Je suis fébrile, le mot est faible. Je suis à deux doigts de céder complètement à la panique et seule l'adrénaline me maintient la tête hors de l'eau. Mei et moi vérifions les sacs que nous venons de préparer. Médicaments et crèmes en tout genre, berlingots d'eau gélifiée, gjustres, bandages auto ajustables, encore des gjustres... nous serons chargés comme des mulets. Pendant ce temps, Sayan nous expose les armes qu'il a rapportées : pistolets lasers, grenades et lames. Kiodo nous observe sans se départir de son masque d'impassibilité. Mais je sens autre chose dans sa posture : de la curiosité ? de l'étonnement ? Je ne saurai le dire.

— Je dois retourner au poste de pilotage, avez-vous besoin d'aide ? nous demande-t-il.

— Ça ira, fait Sayan. Nous partons en direction de la plus proche offensive rebelle, au nord, comme nous l'a indiqué Jofen. Pour couvrir une plus large zone, envoie les autres Scinas à l'est et au sud.

— Vous allez dans une zone où les combats au sol sont d'une grande violence, vous devriez l'éviter.

— Nous allons là où Kalen a été vu pour la dernière fois, lâché-je d'une voix rauque.
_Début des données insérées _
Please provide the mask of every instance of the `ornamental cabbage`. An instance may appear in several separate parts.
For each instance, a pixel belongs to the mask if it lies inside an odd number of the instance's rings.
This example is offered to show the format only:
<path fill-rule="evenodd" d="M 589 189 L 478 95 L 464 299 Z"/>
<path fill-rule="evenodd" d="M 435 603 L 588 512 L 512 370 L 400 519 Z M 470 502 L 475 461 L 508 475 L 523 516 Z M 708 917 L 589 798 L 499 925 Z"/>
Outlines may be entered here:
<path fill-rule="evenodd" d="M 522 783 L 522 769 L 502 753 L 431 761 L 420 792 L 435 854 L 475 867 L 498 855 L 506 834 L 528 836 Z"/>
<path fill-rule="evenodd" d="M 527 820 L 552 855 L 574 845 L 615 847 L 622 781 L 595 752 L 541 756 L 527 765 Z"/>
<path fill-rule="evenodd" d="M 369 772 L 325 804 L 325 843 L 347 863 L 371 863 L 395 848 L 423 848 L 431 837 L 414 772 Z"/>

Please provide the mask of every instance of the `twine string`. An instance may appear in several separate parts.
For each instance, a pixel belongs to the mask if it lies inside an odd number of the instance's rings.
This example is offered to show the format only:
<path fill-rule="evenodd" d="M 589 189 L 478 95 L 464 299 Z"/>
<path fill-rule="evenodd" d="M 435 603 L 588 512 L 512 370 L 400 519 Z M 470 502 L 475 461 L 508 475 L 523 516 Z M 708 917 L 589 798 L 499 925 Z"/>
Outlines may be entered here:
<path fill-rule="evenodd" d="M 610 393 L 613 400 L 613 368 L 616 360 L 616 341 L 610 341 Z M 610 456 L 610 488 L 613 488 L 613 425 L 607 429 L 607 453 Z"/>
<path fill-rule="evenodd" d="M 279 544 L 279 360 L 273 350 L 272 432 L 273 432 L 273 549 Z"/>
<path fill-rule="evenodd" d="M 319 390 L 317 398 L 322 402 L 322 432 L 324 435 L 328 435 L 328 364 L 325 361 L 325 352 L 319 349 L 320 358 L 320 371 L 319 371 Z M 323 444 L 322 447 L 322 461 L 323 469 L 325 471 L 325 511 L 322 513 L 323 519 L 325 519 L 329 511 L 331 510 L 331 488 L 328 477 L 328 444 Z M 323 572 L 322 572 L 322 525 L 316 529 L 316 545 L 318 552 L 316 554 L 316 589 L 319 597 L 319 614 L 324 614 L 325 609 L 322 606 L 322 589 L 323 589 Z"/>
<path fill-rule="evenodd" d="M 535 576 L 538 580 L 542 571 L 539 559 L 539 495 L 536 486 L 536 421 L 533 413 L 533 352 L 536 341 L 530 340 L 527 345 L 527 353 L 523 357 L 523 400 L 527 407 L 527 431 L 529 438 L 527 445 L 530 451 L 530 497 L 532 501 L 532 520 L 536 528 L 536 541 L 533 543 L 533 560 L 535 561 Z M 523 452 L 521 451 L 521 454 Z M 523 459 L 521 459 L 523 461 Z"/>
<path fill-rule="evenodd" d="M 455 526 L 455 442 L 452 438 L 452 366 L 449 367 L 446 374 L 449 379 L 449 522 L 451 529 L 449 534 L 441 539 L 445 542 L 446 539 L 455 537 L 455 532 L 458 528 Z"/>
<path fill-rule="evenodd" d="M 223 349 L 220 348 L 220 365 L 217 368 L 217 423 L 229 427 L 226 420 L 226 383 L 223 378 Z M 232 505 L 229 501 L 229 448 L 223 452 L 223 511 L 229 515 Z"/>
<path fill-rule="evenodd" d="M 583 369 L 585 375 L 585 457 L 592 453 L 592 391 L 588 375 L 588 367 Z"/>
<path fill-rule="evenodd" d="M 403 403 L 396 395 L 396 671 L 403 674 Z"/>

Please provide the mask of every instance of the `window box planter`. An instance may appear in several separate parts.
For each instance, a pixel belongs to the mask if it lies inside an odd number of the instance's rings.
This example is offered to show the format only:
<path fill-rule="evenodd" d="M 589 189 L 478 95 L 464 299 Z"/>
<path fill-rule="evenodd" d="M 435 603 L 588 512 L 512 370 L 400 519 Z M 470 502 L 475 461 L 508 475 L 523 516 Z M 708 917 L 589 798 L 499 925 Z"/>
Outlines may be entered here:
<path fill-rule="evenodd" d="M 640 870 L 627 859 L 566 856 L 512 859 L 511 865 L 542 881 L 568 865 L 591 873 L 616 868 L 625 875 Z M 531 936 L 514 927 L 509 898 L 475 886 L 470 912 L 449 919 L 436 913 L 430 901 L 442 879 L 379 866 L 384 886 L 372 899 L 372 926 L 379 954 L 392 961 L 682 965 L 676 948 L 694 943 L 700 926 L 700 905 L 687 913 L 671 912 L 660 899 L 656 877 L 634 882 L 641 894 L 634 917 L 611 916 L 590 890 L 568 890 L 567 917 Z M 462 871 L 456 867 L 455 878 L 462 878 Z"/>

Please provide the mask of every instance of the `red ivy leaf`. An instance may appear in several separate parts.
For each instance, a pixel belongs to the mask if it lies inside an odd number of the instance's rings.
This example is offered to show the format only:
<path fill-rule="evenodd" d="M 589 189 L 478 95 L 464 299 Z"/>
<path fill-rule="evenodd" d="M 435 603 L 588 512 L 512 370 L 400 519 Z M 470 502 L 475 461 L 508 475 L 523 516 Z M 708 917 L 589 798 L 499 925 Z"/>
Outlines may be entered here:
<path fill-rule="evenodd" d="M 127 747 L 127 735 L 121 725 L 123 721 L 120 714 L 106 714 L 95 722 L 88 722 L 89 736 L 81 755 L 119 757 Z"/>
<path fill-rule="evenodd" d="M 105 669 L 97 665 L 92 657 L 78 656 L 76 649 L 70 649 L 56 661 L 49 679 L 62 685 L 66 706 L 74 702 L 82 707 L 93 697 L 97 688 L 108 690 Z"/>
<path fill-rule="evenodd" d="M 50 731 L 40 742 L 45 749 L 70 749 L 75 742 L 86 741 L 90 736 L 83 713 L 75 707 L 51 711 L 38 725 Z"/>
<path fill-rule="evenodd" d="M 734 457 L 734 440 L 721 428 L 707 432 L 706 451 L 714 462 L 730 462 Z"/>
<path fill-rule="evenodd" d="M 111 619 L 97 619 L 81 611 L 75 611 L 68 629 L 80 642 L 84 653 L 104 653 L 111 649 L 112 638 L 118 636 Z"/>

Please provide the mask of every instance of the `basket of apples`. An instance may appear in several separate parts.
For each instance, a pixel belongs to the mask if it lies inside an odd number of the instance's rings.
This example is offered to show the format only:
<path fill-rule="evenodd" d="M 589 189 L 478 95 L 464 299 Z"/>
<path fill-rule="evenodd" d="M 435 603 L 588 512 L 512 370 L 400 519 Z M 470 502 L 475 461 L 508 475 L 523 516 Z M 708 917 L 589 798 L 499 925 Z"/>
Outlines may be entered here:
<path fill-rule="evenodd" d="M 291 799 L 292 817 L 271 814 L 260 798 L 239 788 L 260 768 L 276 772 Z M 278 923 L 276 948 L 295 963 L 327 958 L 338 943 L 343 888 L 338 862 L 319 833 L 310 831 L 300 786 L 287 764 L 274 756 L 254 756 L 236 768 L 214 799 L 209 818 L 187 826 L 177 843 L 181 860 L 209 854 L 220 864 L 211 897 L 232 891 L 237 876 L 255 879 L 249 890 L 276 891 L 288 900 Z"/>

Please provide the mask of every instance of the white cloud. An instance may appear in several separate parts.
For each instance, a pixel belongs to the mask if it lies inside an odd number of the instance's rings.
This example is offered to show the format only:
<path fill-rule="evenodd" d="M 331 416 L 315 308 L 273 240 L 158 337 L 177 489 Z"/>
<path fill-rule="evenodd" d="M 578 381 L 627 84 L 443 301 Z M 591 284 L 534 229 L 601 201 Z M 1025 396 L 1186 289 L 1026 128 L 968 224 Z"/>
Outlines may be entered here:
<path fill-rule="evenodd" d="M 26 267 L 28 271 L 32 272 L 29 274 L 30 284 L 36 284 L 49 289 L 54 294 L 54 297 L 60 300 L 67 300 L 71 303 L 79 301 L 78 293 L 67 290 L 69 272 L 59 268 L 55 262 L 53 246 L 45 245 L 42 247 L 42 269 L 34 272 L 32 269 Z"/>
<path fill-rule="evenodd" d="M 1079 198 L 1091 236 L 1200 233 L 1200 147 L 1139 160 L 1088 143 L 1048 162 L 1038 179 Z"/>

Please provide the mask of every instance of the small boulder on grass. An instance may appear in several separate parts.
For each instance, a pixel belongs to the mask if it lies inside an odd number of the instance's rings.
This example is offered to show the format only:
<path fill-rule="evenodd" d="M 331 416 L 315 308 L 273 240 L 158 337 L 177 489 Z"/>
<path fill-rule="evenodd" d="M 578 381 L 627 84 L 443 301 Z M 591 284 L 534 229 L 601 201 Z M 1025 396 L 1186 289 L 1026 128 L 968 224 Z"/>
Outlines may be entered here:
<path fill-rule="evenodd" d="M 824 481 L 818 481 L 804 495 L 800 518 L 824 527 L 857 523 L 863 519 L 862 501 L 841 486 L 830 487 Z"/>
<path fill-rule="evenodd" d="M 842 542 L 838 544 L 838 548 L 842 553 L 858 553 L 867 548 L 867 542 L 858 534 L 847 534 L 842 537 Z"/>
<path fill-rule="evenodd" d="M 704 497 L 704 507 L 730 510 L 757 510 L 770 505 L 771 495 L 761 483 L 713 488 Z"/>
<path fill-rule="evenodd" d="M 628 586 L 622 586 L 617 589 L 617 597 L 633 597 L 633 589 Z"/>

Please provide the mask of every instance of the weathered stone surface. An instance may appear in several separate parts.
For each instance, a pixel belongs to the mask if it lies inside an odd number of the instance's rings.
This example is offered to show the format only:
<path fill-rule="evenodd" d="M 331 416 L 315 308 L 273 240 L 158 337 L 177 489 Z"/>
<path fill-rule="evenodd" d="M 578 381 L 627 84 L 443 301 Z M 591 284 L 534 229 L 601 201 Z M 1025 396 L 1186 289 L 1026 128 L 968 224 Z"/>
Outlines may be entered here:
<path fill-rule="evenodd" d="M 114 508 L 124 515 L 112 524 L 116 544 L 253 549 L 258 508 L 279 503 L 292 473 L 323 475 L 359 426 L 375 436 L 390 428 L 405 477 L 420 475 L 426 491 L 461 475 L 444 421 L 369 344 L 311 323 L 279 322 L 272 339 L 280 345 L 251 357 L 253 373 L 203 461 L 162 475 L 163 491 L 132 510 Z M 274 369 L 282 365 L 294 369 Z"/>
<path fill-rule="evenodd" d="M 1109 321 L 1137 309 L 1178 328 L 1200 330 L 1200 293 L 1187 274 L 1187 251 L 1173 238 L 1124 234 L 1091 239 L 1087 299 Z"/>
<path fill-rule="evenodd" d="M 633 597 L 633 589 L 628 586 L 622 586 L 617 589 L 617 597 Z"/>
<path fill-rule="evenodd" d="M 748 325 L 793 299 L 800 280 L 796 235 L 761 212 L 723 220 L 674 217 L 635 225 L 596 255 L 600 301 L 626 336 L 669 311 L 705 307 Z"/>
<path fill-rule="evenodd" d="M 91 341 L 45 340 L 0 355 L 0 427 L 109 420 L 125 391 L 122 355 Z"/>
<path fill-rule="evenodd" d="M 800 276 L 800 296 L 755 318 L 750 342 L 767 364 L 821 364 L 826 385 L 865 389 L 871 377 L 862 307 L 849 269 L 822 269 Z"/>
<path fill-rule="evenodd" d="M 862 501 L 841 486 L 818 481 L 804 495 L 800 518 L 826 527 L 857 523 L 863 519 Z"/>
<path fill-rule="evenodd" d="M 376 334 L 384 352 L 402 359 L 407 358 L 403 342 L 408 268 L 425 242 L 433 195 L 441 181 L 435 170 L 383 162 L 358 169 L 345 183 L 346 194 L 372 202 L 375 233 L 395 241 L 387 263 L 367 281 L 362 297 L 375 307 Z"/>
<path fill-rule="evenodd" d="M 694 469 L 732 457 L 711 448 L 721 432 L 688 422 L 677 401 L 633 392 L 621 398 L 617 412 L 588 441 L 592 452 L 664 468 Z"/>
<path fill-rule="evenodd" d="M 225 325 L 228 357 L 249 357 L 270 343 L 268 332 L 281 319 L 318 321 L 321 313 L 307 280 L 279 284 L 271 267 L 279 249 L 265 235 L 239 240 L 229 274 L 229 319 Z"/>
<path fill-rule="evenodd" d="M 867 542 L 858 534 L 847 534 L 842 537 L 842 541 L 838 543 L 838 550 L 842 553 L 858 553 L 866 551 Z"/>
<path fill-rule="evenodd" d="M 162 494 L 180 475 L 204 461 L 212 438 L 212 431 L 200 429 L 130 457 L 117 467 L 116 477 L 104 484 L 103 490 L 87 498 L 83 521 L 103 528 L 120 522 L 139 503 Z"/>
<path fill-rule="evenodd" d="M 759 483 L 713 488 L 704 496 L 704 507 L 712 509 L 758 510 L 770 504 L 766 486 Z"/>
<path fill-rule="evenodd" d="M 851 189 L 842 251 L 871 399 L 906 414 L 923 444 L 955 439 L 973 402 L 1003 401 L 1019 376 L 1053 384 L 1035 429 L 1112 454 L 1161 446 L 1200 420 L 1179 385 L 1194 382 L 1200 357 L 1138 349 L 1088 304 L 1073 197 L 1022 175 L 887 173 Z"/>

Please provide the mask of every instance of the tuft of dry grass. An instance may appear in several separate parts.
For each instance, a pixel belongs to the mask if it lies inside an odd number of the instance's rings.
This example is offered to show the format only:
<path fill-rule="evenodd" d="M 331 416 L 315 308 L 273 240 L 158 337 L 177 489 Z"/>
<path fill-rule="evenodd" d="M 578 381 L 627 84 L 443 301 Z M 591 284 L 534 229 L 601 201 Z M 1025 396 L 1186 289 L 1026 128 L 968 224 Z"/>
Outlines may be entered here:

— C'est donc ça que vous nommez amour. Vous en parlez comme quelque chose de merveilleux, mais ça m'a tout l'air d'une malédiction.

Je lève les yeux vers lui. Kiodo doit y voir mon incompréhension, car il ajoute :

— Vous avez perdu tout sens logique. Vous allez mourir en tentant de lui porter secours. Est-ce que vous en avez conscience ?

Sa question me heurte. La réponse est d'une telle évidence à mes yeux que je n'ai même pas envie de la formuler tout haut. Heureusement, ma meilleure amie s'exclame joyeusement :

— Oh, mais nous n'allons pas mourir ! On se débarrasse plus facilement de morpions que de Mei Chang, mon grand !

— Je n'arrive pas à savoir si vous m'insupportez ou si vous m'êtes sympathiques. Mais je crois que je souhaite vous voir revenir. Vivantes.

— Je les ramènerai, lui assure Sayan. Fais en sorte de pouvoir t'approcher.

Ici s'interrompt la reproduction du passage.